Over at Development Impact, David McKenzie summarizes a new paper that looks at the external validity of field experiments by comparing the results of the same experiment run in different places. The logic is simple: use the results of one experiment to predict what should happen in another location, based on observed characteristics. These extrapolations perform poorly, meaning that there are unobserved factors that determine how effective the experimental treatment is and that those factors vary meaningfully across locations.
The most important part of the post is what McKenzie refers to as “partner selection bias”, meaning that it appears that the partners (or experiment sites, or whatever) chosen for impact evaluations are selected for their likelihood of performing “well” – that is, showing a positive treatment effect. This would clearly be a Bad Thing because it would mean that our results are biased upwards – we see effects where there really are none. Strikingly, McKenzie avoids mentioning the Busia District of Kenya in his discussion of this problem. Busia has been the site of a large number of famous (and very high-quality) development RCTs, including Miguel and Kremer’s seminal de-worming study. There’s a decent undercurrent of worry that results from Busia may not extrapolate well, since experiments run elsewhere less “successful” (measured by finding a significant effect). This issue is highlighted by Kremer et al. (2009), who tried to run a school-level experiment on incentives for better test scores in both Busia and neighboring Teso. Compliance was so poor, and so negatively correlated with baseline performance, in Teso that they essentially had to drop it from their analysis.

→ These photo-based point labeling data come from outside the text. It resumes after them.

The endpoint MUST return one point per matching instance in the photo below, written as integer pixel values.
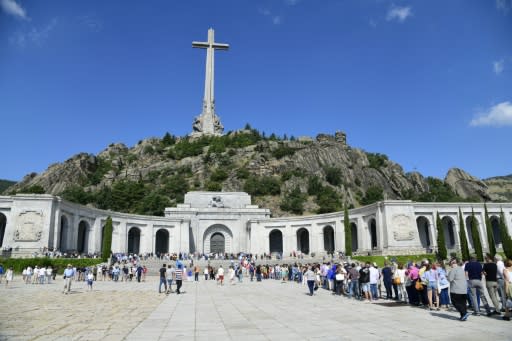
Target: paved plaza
(269, 310)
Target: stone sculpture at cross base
(208, 123)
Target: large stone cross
(208, 122)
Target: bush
(333, 175)
(293, 201)
(265, 185)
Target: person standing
(90, 280)
(458, 289)
(69, 274)
(490, 270)
(9, 276)
(163, 281)
(474, 275)
(311, 278)
(179, 278)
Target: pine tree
(106, 249)
(464, 249)
(476, 237)
(490, 237)
(505, 236)
(348, 234)
(442, 253)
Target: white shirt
(374, 275)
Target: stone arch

It’s possible that Busia just didn’t cross McKenzie’s mind, but an alternative hypothesis is that he’s treading carefully, possibly because he’s wiser about these things than I am. But it’s a point that needs to be made: even though experimental evaluations still outperform observational analyses, we should be cautious in accepting results from certain places at face value. Busia is just one example of a place where development RCTs are probably over-concentrated and possibly biased. Malawi, where my own research centers, is another likely candidate. Before going full-bore with a policy, some kind of nationwide, staggered, randomized rollout seems advisable (think PROGRESA writ large). Otherwise we run the risk of pushing for programs that aren’t cost-effective, or, in the worst case, even harmful.